Name and define the 3 properties of a protein itself that contributes to protein stability? and what level of structure is this important at?
ITS IMPORTANT FOR TERTIARY STRUCTURE
1 Disulfide bonds - Extracellularly ONLY, these bonds between 2 cysteine residues provide stability
2. Hydrophobic effect - attraction of non polar residues
3. Oligameric Structures - the formation of monomers binding to form dimers, trimeric, tetrameric proteins etc.
Protein instability is referred to as? And basically helps promote protein _______?
UPS and UPR, Unfolded Protein Stress or Response to proteins that are incorrectly folded in any way.
Promotes protein turnover.
UPR begins in the ____?
ER
Protein denaturation is when?
The hydrophobic (internal) parts, get turned inside out and then attract other hydrophobic parts and this results in that color change or from clear to white.
6 Major ways to Denature a Protein? (2 categories of 3 ways each )
3 conditions and 3 Chemicals
conditions: Heat, pH, agitation/pressure
chemicals: Detergents, organic solvents, chaotropic agents
Have memorized these 3 chaotropic agents that denature proteins?
urea, beta mercaptoethanol, Guanidinium chloride.
Which 2 chaotropic agents reduce ribonucleases?
urea and beta Mercaptoethanol
Name the 3 accessory proteins and what they do ?

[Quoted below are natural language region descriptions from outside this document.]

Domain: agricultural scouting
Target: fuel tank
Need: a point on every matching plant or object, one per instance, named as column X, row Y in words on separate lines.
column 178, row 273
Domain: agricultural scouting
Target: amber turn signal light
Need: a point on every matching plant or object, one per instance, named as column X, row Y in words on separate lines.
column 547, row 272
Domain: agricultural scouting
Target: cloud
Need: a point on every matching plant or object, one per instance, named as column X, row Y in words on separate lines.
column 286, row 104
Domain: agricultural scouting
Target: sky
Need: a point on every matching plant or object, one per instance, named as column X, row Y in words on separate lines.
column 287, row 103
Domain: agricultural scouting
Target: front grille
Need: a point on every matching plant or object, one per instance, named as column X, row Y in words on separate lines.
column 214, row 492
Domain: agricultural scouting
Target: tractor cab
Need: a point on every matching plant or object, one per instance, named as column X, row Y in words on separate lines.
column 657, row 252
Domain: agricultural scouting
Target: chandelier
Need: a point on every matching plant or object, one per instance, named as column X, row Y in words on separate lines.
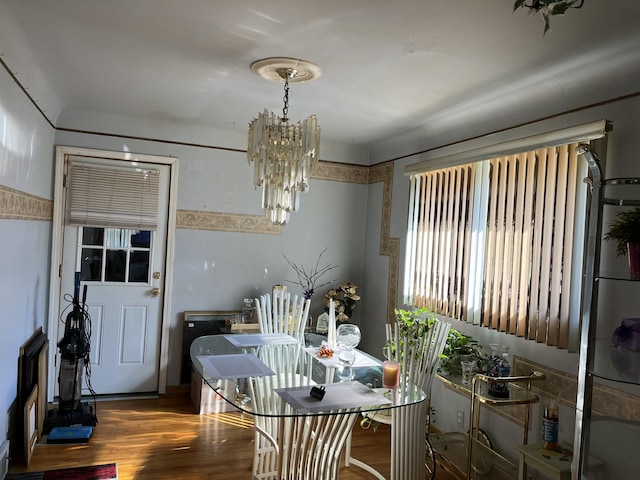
column 282, row 153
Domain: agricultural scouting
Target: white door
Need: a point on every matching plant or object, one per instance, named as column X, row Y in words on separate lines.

PDI, PPI, Molec Chaperones help control Protein Unfolding or misfolding
PDI stands for and does what?
Protein Disulfide Isomerase is an accessory protein that sees mistakes in Disulfide bonding/folding and corrects it.
PPI stands for and does what?
Protein Prolyl Isomerases,. recognizes if prolines orientated substituents are incorrectly Cis/trans and corrects them.

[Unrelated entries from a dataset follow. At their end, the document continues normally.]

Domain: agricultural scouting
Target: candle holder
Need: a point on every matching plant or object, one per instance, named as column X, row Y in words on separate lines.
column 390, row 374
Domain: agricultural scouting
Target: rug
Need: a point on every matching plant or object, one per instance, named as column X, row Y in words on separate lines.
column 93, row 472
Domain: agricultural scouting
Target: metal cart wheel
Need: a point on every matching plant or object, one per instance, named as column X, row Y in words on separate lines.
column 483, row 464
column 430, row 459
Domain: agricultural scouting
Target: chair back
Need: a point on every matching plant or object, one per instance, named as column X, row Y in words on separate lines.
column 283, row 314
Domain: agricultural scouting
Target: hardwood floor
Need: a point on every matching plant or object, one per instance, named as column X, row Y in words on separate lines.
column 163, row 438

Molecular chaperones, aka? and do what
HSP = heat shock proteins, help with correcting of Misfolded and unfolded proteins
Whats HSP 90 do?
for signal transduction prots, b/c it allows proteins to be unfolded so that it can have multiple binding sites.
Whats HSP 27 do?
Prevents aggregation and helps with folding.
HSP 70 and 40
are ATP driven to reverse misfolds, and unfold and refold trafficked proteins, and push them back through the ER.
What are the 2 mech. for chaperonins?
both do into basket refold and out of basket.
1 is passive = Anfensen Cage 2. is active Itterative Annealing, pulls apart so it can correctly refold.
Protein analysis, 5 ways are?
- turbidity (agitation) 2. Circular dichroism (looking @ secondary struct.)